Authors: Guy Vanderhaeghe
Any sane man would have been aghast, but not Dr. Acland. Oronhyatekha was just the “lost cause” a true Oxford man so dearly loves. The doctor paraded him around the university, had him sign the visitors’ book in the reading room of the Bodleian, feted and lionized him. Many were deeply touched by this Indian’s arduous pilgrimage to drink from the well of the university’s wisdom and wished to make his acquaintance. Without my hearing of it, Simon wangled an invitation to a soiree where Oronhyatekha was the principal attraction. One of the guests provided me with a full report, gleefully relating how Simon and Oronhyatekha passed much of the evening in a corner of the drawing room, engrossed in a heartfelt tête-à-tête.
I was wrong to think this encounter insignificant, of a piece with Simon’s penchant for handing out shillings to able-bodied beggars and pence to street-urchin pests. It came as a great shock to me a few weeks later when Simon told me he had contributed twenty pounds to a subscription to enable Oronhyatekha to enter St. Edmund Hall as a student.
Doing my best to check my exasperation, I pointed out to him that this sum was half his quarterly allowance. He told me not to worry, he would economize. Economize how? I demanded.
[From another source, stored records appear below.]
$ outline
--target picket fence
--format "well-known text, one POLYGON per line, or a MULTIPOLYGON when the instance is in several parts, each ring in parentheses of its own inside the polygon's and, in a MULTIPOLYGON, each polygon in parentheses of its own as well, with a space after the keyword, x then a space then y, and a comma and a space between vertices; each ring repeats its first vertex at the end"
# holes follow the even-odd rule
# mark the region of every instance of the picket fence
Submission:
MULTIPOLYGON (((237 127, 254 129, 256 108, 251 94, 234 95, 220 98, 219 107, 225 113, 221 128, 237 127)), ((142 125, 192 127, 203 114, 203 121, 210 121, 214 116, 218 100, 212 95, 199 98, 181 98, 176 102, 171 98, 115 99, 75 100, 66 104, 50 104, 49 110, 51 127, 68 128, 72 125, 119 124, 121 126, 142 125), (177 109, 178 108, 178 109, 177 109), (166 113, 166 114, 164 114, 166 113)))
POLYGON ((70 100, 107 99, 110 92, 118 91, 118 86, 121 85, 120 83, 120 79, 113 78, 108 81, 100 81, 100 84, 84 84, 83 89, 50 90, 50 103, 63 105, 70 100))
On wine and clothes, he said. I told him his clothes did not do now, he cut a very poor figure. He smiled and remarked I did not know Oronhyatekha, had no inkling of how desperately he wished to pursue an education.
“Fools are very often sincere. I have not seen his signature in the Bodleian, but I can imagine it,” I said, laboriously forming letters in the air. “How is he possibly to benefit from an Oxford education?”
“When one feels a lack, one must take steps to remedy it,” Simon replied.
“A lack of what? Homer in the Greek?”
“That is unkind, Charles. Who among us does not feel he is wanting something to make himself complete?”
“I am aware of no such deficit.”
“Then you are a fortunate fellow. I cannot say the same.”
We left it at that. I was finding that as Simon grew older, he also grew more enigmatic and cryptic. How often since that day have I berated myself for not questioning him further.
Was it friendship Simon felt he lacked? At Oxford, he was indeed a solitary figure. But was not I, who had always been his inseparable companion, close at hand? If Simon had turned to me for advice, allowed me to offer suggestions about his dress and manner, he need not have been lonely. I could have made him acceptable.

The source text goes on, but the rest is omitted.